10 minute tutorial¶
Contents
This tutorial is an introduction to tunacell’s features. A script is
associated in the Github repository at scripts/tutorial.py
.
If you cloned the repo, you can use the Makefile recipe make tuto
.
You do not need to plug in your data yet, as we will use numerically simulated data.
Generating data¶
To generate data, you can use the tunasimu
command from a terminal:
$ tunasimu -s 42
where the seed option is set to generate identical data that what is exposed on this page. The terminal output should resemble:
Path: /home/joachim/tmptunacell
Label: simutest
simulation: 100%|██████████████████████████████████████████████████████████████████████| 100/100 [00:00<00:00, 113.94it/s]

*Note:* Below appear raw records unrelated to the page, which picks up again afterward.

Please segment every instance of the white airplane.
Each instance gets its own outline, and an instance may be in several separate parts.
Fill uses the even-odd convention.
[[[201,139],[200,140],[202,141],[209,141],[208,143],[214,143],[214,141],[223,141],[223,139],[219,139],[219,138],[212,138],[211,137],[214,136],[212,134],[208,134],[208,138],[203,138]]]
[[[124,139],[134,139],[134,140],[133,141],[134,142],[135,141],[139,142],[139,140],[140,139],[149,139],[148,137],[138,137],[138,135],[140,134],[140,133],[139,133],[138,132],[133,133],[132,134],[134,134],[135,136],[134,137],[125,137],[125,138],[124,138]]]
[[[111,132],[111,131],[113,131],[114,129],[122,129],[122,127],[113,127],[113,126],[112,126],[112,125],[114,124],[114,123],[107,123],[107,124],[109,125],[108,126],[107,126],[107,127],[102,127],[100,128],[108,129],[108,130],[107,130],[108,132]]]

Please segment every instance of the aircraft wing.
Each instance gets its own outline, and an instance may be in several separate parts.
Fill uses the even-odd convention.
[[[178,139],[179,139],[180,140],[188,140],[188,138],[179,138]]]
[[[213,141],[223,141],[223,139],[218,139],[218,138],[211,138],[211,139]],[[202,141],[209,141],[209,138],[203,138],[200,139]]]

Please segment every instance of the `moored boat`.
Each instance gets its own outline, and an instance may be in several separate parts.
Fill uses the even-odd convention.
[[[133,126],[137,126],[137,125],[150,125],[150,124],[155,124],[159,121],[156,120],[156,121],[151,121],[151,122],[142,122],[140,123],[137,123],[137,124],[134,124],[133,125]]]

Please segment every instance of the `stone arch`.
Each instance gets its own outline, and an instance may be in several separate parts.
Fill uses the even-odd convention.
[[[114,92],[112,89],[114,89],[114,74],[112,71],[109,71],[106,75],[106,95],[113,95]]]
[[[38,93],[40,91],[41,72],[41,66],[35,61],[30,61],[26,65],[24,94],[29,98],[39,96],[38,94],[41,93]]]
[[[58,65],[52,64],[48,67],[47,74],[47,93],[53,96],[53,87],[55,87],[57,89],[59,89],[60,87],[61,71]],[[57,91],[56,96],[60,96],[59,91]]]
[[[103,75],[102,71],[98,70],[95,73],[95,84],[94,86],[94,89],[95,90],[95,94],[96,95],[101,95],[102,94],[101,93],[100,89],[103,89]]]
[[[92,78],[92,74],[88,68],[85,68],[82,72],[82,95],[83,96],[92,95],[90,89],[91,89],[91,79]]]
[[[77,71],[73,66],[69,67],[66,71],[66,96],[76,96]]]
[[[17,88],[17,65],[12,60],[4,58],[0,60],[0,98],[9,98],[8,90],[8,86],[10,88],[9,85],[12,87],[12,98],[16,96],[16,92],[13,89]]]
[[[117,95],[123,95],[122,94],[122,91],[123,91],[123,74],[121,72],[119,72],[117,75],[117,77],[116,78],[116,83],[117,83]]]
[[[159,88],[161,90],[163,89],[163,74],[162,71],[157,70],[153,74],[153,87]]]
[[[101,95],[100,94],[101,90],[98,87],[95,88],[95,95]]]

The progress bar indicates the time it takes to run the numerical simulations.
A new folder tmptunacell
is created in your home directory, it contains a
fresh new experiment called simutest
, composed of numerically
generated data, and everything needed for tunacell
’s reader functions to work
out properly. The name simutest
is set by default; it can be set otherwise
using the -l
option, though keep in mind other scripts are set to read the
simutest
by default.
Note
If you are not familiar with the term “numerical simulations”, it means generating “fake” data, that look like what would be observed in actual experiments, but are constructed with controled, specific assumptions. Our assumptions are described in Numerical simulations in tunacell.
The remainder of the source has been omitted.